Categories : Financial, News
March 20, 2024

Increasingly, young Americans are opting to join the “gig economy,” rather than working as captive employees for a single employer. Independent workers are variously called self-employed (my favorite term), consultants, contractors, freelancers, and a host of other non-employee descriptors. For them, flexibility with their time and location drives them to operate as “1099 employees,” meaning they get an annual Form 1099 instead of a W-2. Many receive multiple 1099s each year, having performed services for multiple employers.

Self-employment requires discipline, as well as a basic understanding of the Tax Code. 1099 workers generally earn a substantial hourly rate for time worked, but they are responsible for their own interactions with the U.S. Treasury. Financial obligations on 1099 earnings are significant, and failure to meet every requirement leads to costly consequences.

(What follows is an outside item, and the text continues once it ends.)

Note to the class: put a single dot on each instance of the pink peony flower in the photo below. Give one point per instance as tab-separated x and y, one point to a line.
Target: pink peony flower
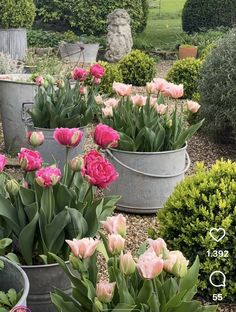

In our day jobs as Certified Financial Plannersâ, we have interviewed independent contractors from all walks of life. Many earn very substantial incomes, but some are not attuned to their total financial obligation under the U.S. Tax Code. Some find out that they are not as well off as they thought because Uncle Sam lays claim to a large portion of their gross earnings.

Too often, the decision to freelance is made without sufficient information, setting up the worker for financial trouble. Here are some potential problems:

  • Instead of 7.65% being deducted from their paycheck for mandatory Social Security and Medicare, self-employed workers must pay 15.3% of earnings “out of pocket” for these items.
  • Contractors are required to pay quarterly Estimated Tax Payments to the U.S. Treasury on Form 1040-ES.
  • Contractors generally receive no fringe benefits from their gig employers and are therefore responsible for their own insurance coverages and retirement savings plans.
  • No Employer Matching Contributions are available for Retirement Accounts of contractors, but as a trade-off, individual contribution limits are higher.

This week, Americans are facing changes in the law, potentially limiting gig workers’ opportunities. We will report in depth next week, once the dust has settled.

Only after a thorough understanding of the costs involved in gig work can a self-employed worker evaluate what a reasonable rate of compensation is for the skill needed and the type of work.